A friend asks, “What’s the big deal? You’re an organic gardener.” (“As best I can,” I reply, knowing there are few absolutes in gardening). “Why don’t you grow what you need? You want to eat non-GMO corn? Eat the corn you grow. Don’t buy it in the store.”
If only it were that simple.
Yes, my friend, by being something of a know-it-all, shows how little he knows. The problems associated with GMOs are far more complicated than just avoiding their purchase. There are problems of cross-pollination of GMO crops with crops in our organic garden. There’s the loss of biodiversity. And, avoiding GMO products in our grocery stores is not as easy as he thinks it is.
That final point was driven home to me when I saw this list of top ten GMO foods to avoid. How do you avoid products that use GMO-derived sugar, especially these days when so much sugar is added to processed foods? (I know, I know… avoid processed foods … not always an easy proposition.) How do you avoid GMO corn products when corn syrup is so prevalent?
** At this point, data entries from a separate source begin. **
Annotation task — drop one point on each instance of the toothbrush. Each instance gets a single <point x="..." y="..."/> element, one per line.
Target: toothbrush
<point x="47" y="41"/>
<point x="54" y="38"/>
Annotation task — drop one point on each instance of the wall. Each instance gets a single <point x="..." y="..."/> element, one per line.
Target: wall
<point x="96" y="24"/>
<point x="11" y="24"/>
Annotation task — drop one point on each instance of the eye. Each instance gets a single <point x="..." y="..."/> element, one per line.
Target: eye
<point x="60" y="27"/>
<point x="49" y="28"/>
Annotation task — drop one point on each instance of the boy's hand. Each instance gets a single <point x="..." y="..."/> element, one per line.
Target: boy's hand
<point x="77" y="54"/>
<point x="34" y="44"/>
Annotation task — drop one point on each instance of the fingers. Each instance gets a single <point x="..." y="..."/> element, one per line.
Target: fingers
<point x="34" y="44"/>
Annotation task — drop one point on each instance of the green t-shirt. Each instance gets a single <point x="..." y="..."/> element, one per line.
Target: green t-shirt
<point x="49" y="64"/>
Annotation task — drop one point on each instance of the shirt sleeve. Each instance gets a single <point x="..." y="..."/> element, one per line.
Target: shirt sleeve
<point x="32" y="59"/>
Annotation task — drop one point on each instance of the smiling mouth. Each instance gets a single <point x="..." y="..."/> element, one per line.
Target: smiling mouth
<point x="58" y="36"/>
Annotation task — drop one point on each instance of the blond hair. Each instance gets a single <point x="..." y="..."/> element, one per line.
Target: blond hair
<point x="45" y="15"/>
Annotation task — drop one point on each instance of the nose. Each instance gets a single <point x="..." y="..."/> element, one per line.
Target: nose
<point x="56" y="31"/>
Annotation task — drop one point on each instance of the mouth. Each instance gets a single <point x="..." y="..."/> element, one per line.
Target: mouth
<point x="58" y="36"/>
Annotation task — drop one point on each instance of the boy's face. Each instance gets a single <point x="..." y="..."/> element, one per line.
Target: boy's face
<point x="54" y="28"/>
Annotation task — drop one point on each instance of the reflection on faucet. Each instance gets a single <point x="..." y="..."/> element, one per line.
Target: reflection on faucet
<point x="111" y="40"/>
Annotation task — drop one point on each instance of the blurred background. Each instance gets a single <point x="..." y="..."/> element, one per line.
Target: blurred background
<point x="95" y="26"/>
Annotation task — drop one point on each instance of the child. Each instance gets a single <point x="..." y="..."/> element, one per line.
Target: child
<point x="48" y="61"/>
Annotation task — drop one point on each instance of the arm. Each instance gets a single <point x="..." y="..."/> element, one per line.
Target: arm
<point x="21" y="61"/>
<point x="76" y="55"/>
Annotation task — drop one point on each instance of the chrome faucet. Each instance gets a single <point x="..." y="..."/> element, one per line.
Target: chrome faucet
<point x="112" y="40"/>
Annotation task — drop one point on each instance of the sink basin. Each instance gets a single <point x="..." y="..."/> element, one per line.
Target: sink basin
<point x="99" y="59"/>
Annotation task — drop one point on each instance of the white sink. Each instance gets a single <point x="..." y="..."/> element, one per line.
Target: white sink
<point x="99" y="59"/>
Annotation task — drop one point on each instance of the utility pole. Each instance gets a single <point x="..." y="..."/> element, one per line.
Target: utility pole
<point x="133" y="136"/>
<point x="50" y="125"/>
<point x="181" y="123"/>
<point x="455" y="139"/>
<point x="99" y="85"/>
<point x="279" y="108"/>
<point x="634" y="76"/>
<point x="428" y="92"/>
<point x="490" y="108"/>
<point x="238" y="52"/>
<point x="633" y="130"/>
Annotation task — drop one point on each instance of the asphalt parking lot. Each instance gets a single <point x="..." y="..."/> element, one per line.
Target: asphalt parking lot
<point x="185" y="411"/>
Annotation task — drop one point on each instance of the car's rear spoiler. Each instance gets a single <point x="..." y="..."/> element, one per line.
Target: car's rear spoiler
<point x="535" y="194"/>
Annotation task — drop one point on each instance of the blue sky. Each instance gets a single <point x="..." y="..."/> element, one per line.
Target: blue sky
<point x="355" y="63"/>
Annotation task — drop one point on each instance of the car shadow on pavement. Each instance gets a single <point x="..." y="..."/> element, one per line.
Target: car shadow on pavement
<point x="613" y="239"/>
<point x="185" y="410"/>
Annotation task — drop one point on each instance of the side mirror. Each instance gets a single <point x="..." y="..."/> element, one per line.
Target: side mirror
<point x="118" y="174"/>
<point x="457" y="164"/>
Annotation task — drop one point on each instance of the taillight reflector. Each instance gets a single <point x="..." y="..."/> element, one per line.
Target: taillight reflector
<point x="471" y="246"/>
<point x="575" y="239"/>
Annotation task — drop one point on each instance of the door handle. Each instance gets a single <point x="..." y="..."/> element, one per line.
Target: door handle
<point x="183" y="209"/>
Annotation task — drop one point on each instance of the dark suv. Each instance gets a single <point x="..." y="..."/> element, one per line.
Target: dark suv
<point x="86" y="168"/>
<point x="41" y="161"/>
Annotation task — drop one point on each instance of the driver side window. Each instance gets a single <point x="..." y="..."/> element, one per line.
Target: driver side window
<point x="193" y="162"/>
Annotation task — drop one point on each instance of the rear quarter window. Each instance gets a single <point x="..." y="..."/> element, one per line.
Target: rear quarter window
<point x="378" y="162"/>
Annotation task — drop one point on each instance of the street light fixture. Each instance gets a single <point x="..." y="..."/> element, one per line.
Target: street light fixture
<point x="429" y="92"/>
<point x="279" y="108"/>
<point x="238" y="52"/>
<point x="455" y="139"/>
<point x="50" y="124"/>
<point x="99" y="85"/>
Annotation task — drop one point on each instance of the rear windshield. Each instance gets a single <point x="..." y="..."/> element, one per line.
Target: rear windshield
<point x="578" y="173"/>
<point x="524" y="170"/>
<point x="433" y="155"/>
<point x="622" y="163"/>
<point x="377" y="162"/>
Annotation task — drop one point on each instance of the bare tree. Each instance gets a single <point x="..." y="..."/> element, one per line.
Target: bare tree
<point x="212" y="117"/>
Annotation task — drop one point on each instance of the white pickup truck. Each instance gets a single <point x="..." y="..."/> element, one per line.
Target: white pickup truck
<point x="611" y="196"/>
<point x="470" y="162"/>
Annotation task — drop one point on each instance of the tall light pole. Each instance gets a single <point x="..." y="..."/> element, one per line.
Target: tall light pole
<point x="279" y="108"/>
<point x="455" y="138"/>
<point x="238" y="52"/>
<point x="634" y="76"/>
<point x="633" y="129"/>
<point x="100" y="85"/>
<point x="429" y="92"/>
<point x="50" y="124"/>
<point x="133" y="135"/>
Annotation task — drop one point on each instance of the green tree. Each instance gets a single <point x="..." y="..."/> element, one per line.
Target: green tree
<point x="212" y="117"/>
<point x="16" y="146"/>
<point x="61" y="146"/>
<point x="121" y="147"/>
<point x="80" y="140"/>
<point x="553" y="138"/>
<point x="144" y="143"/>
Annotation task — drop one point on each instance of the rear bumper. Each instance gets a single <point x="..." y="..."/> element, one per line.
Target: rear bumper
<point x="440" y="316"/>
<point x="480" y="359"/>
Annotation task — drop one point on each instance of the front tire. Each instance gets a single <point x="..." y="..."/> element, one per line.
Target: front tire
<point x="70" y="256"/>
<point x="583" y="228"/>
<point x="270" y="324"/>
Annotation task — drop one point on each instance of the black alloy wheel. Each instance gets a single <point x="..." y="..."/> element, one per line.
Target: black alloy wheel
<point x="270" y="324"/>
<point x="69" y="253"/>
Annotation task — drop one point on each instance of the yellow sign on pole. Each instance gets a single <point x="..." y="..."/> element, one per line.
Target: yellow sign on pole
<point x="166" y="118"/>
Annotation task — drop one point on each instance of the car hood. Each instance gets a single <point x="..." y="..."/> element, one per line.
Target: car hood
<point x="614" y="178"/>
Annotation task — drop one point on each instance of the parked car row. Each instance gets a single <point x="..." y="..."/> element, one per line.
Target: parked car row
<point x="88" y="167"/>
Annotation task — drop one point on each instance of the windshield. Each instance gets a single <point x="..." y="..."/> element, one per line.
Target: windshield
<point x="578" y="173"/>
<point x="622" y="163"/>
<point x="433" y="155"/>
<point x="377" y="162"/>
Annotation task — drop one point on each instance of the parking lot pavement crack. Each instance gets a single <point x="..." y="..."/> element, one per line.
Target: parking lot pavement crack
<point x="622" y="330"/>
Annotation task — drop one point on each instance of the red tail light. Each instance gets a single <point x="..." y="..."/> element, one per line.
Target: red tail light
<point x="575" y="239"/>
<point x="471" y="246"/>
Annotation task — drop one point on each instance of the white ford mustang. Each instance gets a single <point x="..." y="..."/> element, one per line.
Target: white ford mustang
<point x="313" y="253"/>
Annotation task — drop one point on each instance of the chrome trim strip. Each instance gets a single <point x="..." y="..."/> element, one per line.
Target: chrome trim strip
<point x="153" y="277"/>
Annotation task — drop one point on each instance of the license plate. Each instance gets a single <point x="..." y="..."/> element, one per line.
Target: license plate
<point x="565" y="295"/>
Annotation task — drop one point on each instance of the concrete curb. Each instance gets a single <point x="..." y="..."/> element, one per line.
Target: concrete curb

How do you avoid GMO soybeans when soy is used in so many vegetarian products, tofu included?
The simple answer to all these questions has to do with labeling. All the labeling we see these days is of the reverse sort, products stating “Non GMO” or “made without genetically modified ingredients.” We can look forward to the day that products with GMOs are identified and labeled. The other way to keep away from GMOs is to buy organic. Even products labeled “100% organic” or “organic.” (“Organic” doesn’t necessarily mean a product is completely organic, but it does mean it contains no GMOs). Best way to avoid feeding GMOs to your family is to avoid the major GMO crops: soy, corn, cotton, and canola; not an easy proposition. And in some cases, like summer squash (as my friend suggested) you can (in season) grow your own.
More on GMOs: Here’s a top ten list of genetically-modified foods… I would have never guessed yellow squash would be on it. Here’s a detailed look at avoiding GMOs. Want to test you GMO knowledge? Find the quiz here (this page also links to information on the important, informative, even eye-opening film Food, Inc.).
Eric Vinje founded Planet Natural with his father Wayne in 1991, originally running it as a grasshopper bait mail-order business out of a garage.
Eric is now retired, but is still a renowned gardener known for his expertise in composting, organic gardening and pest control, utilizing pesticide-free options, such as beneficial insects.
Eric believes when you do something good for the environment, the effects will benefit generations to come.
3 Responses to “Avoiding GMOs”
Yes, this is the belief with most of us in this country. We truly think and feel that there is some group in the government looking out for us little people, keeping us safe from harmful things in the environment, the products that we use, food, and even what our homes and businesses are made of. We have quickly learned that that is not the truth! I had heard of the precautionary principle, but it’s been such a long time that I forgot about it. Thanks for the reminder. I think that it is too much work for the government and that is why things just get into the system. We, thinking that there have been years of study governing things before it is unleashed on us, dive in and get busy eating and using these foods and products thinking that they are safe. It is a situation that is out of control, for the most part. How do we deal with it? It will not go away anytime soon, and by the time it does, too many of us and our children will be sick, dying or dead.
… and historically interesting, it’s a matter of ensuring a healthy future for humanity. As industrial agriculture becomes increasingly focused on growing fewer and fewer varieties of food plants, home gardeners.
We have distilled this down to one simple fact. We only eat food we grow, or essentials that are organic. Things like extra virgin olive oil, rice, beans and organic cheese we buy from our local certified organic store. Sure they are more expensive, but since we don’t pay for anything else we grow or raise its not a hardship. Our freezers (green veggies, chickens, pork, game, lamb), root cellar and chickens sustain us year round, and since I don’t like shopping anyway it hardly crimps my lifestyle lol.